Le tourisme de masse remis en cause en Europe
A Venise, Barcelone et Palma de Majorque, des activistes manifestent contre le nombre croissant de touristes. Les problèmes liés au tourisme de masse - hausse des loyers, pollution de l'environnement et nuisances sonores - suscitent des formes de contestations créatives, mais aussi des actes de vandalisme. Les éditorialistes ne partagent pas tous ces critiques.

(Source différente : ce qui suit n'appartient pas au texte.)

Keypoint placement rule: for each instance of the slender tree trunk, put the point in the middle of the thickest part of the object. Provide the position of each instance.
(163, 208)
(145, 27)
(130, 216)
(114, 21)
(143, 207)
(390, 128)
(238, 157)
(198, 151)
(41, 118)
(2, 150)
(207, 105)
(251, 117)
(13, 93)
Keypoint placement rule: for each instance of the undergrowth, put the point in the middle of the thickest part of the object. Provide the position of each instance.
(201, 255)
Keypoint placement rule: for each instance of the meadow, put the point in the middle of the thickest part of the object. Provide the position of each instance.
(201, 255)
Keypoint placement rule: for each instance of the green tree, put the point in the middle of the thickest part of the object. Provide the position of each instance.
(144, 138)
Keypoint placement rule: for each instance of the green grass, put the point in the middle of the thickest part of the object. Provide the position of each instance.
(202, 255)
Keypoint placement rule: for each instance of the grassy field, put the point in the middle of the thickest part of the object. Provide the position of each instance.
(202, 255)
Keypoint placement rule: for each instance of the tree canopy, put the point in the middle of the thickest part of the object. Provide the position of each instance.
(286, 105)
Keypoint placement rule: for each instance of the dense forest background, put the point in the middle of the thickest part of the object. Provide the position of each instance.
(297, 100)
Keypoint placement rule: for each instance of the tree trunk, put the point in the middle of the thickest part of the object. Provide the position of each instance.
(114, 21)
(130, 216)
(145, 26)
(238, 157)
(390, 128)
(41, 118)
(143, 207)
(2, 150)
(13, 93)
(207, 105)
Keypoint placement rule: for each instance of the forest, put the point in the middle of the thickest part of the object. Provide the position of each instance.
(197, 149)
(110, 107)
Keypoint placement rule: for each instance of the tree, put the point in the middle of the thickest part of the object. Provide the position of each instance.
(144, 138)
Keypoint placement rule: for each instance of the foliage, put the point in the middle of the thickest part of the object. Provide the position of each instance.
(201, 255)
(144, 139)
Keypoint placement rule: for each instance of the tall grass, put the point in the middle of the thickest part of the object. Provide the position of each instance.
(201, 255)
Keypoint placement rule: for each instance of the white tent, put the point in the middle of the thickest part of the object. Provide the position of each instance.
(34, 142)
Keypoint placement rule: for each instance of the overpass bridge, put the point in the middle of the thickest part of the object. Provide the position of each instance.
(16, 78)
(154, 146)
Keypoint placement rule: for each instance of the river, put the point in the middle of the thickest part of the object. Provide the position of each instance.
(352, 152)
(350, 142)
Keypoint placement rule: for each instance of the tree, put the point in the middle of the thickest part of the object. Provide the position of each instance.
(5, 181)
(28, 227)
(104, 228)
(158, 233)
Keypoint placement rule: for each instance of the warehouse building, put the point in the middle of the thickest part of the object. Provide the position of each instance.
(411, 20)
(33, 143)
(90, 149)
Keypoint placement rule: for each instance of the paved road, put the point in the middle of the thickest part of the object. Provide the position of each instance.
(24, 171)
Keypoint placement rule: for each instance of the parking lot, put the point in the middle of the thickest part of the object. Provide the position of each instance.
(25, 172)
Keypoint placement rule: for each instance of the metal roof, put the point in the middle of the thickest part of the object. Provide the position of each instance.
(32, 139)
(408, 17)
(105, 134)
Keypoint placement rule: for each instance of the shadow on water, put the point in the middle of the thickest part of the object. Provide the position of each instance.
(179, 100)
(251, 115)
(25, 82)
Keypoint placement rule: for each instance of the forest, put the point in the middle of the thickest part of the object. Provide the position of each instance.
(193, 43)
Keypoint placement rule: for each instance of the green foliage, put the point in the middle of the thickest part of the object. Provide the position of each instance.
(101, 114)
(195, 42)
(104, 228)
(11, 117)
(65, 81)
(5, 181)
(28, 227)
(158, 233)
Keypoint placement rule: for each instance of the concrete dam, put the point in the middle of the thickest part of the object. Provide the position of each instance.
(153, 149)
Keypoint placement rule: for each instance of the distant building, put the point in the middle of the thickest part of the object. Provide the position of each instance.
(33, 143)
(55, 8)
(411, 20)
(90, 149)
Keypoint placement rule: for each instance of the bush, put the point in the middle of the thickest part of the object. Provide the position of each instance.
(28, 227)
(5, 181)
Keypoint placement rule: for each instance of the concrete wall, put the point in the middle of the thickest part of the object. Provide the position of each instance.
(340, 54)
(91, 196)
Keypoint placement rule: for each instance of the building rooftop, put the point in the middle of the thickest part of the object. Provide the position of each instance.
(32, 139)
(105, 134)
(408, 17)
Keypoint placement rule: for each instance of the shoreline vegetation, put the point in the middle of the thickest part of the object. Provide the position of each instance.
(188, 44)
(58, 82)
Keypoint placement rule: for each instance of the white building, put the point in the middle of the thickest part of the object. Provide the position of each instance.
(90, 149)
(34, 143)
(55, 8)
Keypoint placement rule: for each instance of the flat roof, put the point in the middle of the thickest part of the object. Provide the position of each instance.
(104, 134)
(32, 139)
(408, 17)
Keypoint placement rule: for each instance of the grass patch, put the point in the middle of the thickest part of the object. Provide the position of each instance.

Un nouveau type de xénophobie
La xénophobie, qui s'exprimait jusque-là surtout vis-à-vis des réfugiés, vise désormais les touristes, déplore Dnevnik :
«Ils sont nombreux, bruyants, ne parlent qu'anglais ou d'autres langues incompréhensibles, ils ne respectent pas notre culture, ils sont pingres et leur accoutrement est inadapté. Voilà ce que l'on peut entendre dernièrement au sujet des touristes. Avec les réfugiés ou les migrants, on pouvait au moins se soulager en disant : retournez chez vous ! ... On savait qu'ils n'étaient qu'un million et qu'ils voulaient tous aller en Allemagne. Les touristes, pour leur part, sont plus de 300 millions en Europe et ils veulent tous aller au Sud. Sans main d’œuvre immigrée, il sera impossible de satisfaire ces maudits fainéants, qui se font servir à longueur de journée.»
Elaborer une réglementation internationale
Il est temps de réguler le tourisme de masse, préconise la professeur d'agronomie Louise Fresco dans NRC Handelsblad :
«Le tourisme est un secteur que nous ne pouvons pas laisser croître indéfiniment. Tout comme nous avons appris à encadrer la libéralisation du commerce mondial ces dernières 25 années, en mettant sur pied des mesures permettant de garantir de bonnes conditions de travail, la sécurité alimentaire et la protection environnementale, nous allons devoir trouver des règles pour le tourisme. Une démarche qui ne sera pas forcément très populaire. Mais je suis d’avis qu’un accord international pour le tourisme est incontournable.»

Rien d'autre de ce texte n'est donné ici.